I’m the only person here, though, who even seems to care about the inaccuracies on the course or the fact that the water in the windmill pond at hole number 5 is a frightening, toxic green.

Delilah hasn’t smiled once, and is dragging her club around like it’s a ball and chain.

Jules, who considers sports to be one of the great downfalls of modern society, is doodling on the scorecard.

Chris, on the other hand, seems able to golf below par when he’s not even looking.

Which is entirely the case, since his eyes are glued to Jules’s butt.

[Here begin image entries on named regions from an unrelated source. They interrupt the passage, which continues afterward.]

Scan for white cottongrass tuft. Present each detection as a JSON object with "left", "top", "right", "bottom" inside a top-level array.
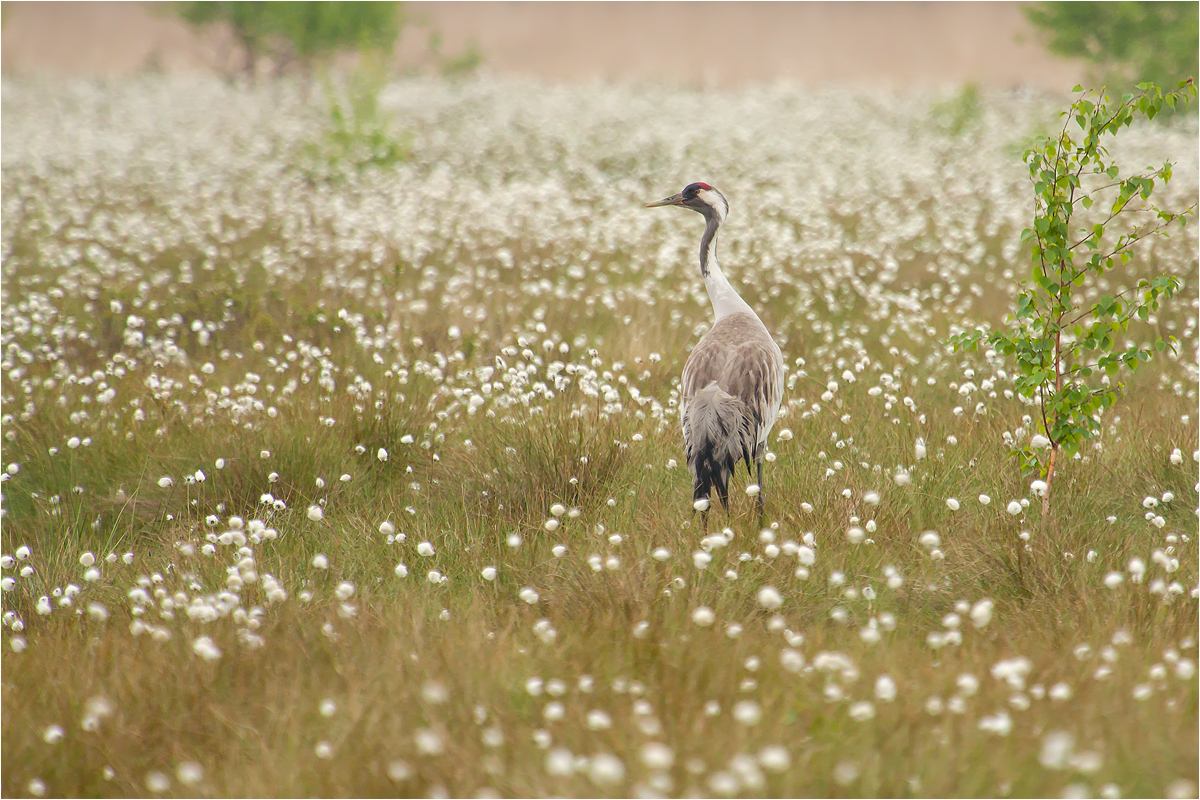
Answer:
[
  {"left": 192, "top": 636, "right": 221, "bottom": 661},
  {"left": 971, "top": 597, "right": 996, "bottom": 627},
  {"left": 1038, "top": 730, "right": 1075, "bottom": 770}
]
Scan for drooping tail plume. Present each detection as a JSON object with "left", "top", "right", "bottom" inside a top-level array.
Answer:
[{"left": 684, "top": 380, "right": 755, "bottom": 507}]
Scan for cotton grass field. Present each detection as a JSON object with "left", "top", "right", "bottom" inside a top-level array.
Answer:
[{"left": 0, "top": 77, "right": 1200, "bottom": 798}]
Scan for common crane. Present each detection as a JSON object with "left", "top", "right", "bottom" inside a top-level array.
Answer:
[{"left": 646, "top": 184, "right": 785, "bottom": 528}]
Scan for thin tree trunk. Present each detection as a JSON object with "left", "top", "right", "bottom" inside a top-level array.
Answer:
[{"left": 1042, "top": 445, "right": 1058, "bottom": 525}]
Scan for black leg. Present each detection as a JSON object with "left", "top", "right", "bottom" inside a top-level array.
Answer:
[{"left": 756, "top": 461, "right": 767, "bottom": 528}]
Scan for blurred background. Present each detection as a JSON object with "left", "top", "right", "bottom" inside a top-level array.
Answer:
[{"left": 2, "top": 2, "right": 1198, "bottom": 91}]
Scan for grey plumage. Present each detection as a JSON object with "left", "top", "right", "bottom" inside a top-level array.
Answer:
[{"left": 648, "top": 184, "right": 785, "bottom": 519}]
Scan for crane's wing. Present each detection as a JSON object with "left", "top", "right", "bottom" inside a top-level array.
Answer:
[{"left": 679, "top": 313, "right": 784, "bottom": 457}]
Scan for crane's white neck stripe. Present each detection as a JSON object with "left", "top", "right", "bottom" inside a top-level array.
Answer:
[{"left": 700, "top": 213, "right": 721, "bottom": 278}]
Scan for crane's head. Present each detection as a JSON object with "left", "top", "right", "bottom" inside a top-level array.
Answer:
[{"left": 646, "top": 184, "right": 730, "bottom": 223}]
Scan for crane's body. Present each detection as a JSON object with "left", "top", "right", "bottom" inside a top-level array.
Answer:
[{"left": 647, "top": 184, "right": 785, "bottom": 524}]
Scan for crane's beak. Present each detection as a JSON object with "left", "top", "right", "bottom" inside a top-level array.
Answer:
[{"left": 646, "top": 192, "right": 683, "bottom": 209}]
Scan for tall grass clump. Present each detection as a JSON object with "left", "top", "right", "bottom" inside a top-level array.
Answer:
[{"left": 0, "top": 76, "right": 1200, "bottom": 796}]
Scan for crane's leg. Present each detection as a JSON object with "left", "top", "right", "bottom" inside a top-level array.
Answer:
[{"left": 755, "top": 461, "right": 767, "bottom": 530}]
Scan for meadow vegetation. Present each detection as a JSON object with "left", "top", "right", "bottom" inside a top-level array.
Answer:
[{"left": 0, "top": 76, "right": 1200, "bottom": 796}]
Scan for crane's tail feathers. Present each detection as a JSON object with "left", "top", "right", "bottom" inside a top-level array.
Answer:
[{"left": 685, "top": 380, "right": 755, "bottom": 507}]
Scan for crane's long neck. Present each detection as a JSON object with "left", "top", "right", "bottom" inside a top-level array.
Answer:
[{"left": 700, "top": 213, "right": 757, "bottom": 319}]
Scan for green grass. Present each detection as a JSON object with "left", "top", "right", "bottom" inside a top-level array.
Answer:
[{"left": 0, "top": 73, "right": 1200, "bottom": 796}]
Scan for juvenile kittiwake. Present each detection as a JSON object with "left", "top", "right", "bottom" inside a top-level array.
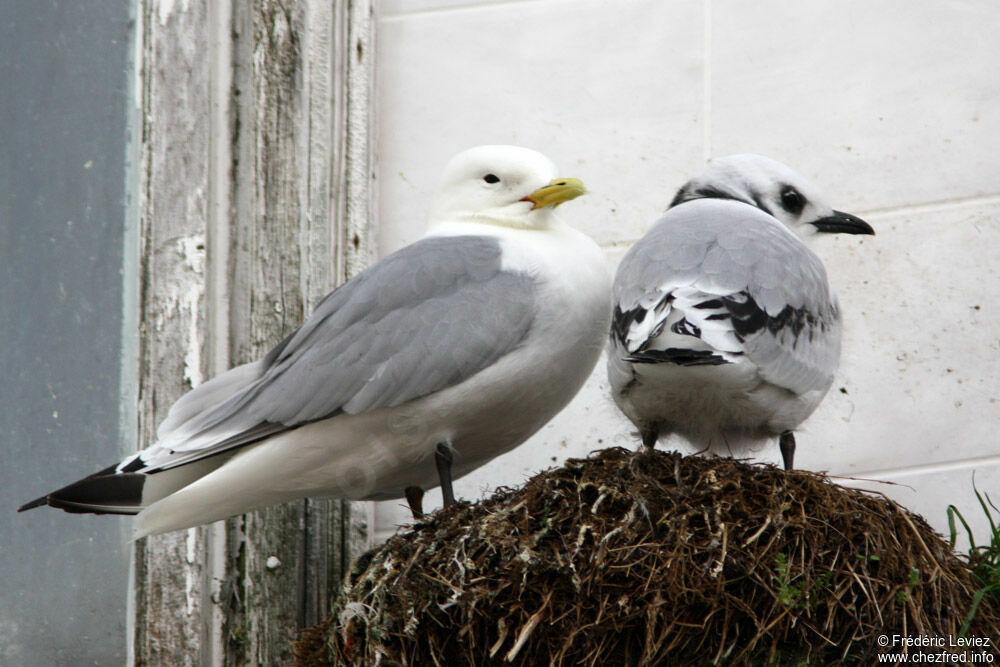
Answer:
[
  {"left": 608, "top": 155, "right": 875, "bottom": 469},
  {"left": 21, "top": 146, "right": 611, "bottom": 536}
]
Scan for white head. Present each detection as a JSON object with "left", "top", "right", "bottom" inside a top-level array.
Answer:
[
  {"left": 430, "top": 146, "right": 586, "bottom": 229},
  {"left": 670, "top": 154, "right": 875, "bottom": 236}
]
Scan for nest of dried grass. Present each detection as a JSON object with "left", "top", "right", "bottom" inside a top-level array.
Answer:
[{"left": 296, "top": 448, "right": 1000, "bottom": 666}]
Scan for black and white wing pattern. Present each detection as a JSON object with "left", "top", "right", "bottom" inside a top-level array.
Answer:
[{"left": 611, "top": 199, "right": 840, "bottom": 394}]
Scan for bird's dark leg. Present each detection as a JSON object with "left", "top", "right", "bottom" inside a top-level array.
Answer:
[
  {"left": 639, "top": 424, "right": 660, "bottom": 449},
  {"left": 403, "top": 486, "right": 424, "bottom": 521},
  {"left": 778, "top": 431, "right": 795, "bottom": 470},
  {"left": 434, "top": 442, "right": 455, "bottom": 507}
]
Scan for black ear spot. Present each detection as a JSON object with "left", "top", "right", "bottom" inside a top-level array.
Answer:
[{"left": 781, "top": 185, "right": 806, "bottom": 215}]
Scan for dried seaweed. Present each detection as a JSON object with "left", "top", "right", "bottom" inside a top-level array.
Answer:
[{"left": 296, "top": 448, "right": 1000, "bottom": 666}]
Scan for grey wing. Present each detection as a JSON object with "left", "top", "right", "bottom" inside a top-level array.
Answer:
[
  {"left": 134, "top": 236, "right": 535, "bottom": 471},
  {"left": 612, "top": 200, "right": 840, "bottom": 394}
]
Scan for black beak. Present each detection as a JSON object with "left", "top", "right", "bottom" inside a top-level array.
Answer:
[{"left": 809, "top": 211, "right": 875, "bottom": 236}]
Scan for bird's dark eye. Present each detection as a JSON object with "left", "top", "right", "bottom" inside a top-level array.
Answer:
[{"left": 781, "top": 186, "right": 806, "bottom": 215}]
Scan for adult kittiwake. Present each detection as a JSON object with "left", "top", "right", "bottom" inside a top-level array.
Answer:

“I can’t believe we have nine more holes,” Delilah says.

“Your enthusiasm, sweetheart, overwhelms me.” I grab her arm and lower my voice. “You’re the one who said we’re supposed to act like a couple.”

She sighs and holds my hand with about as much romantic intent as a nurse taking a patient’s pulse.

“I think it’s your turn,” Chris says to Jules.

She steps up to the tee, wiggling her hips as she tries to line up her ball. “Ugh,” she says. “I know I’m never going to get it in.”

“Here…let me help.” Chris puts down his club and walks over, fitting himself tightly behind her and sliding his hands down to her wrists.

“Ouch,” Delilah says, and I realize I’ve got her hand in a death grip.

“It’s all in the swing,” Chris continues, swaying back and forth with Jules in his arms.

Dammit—she giggles.

I can’t stand here and watch this. It feels like my head is going to explode. And it doesn’t really help matters to know that Jules is doing nothing in her power to stop this.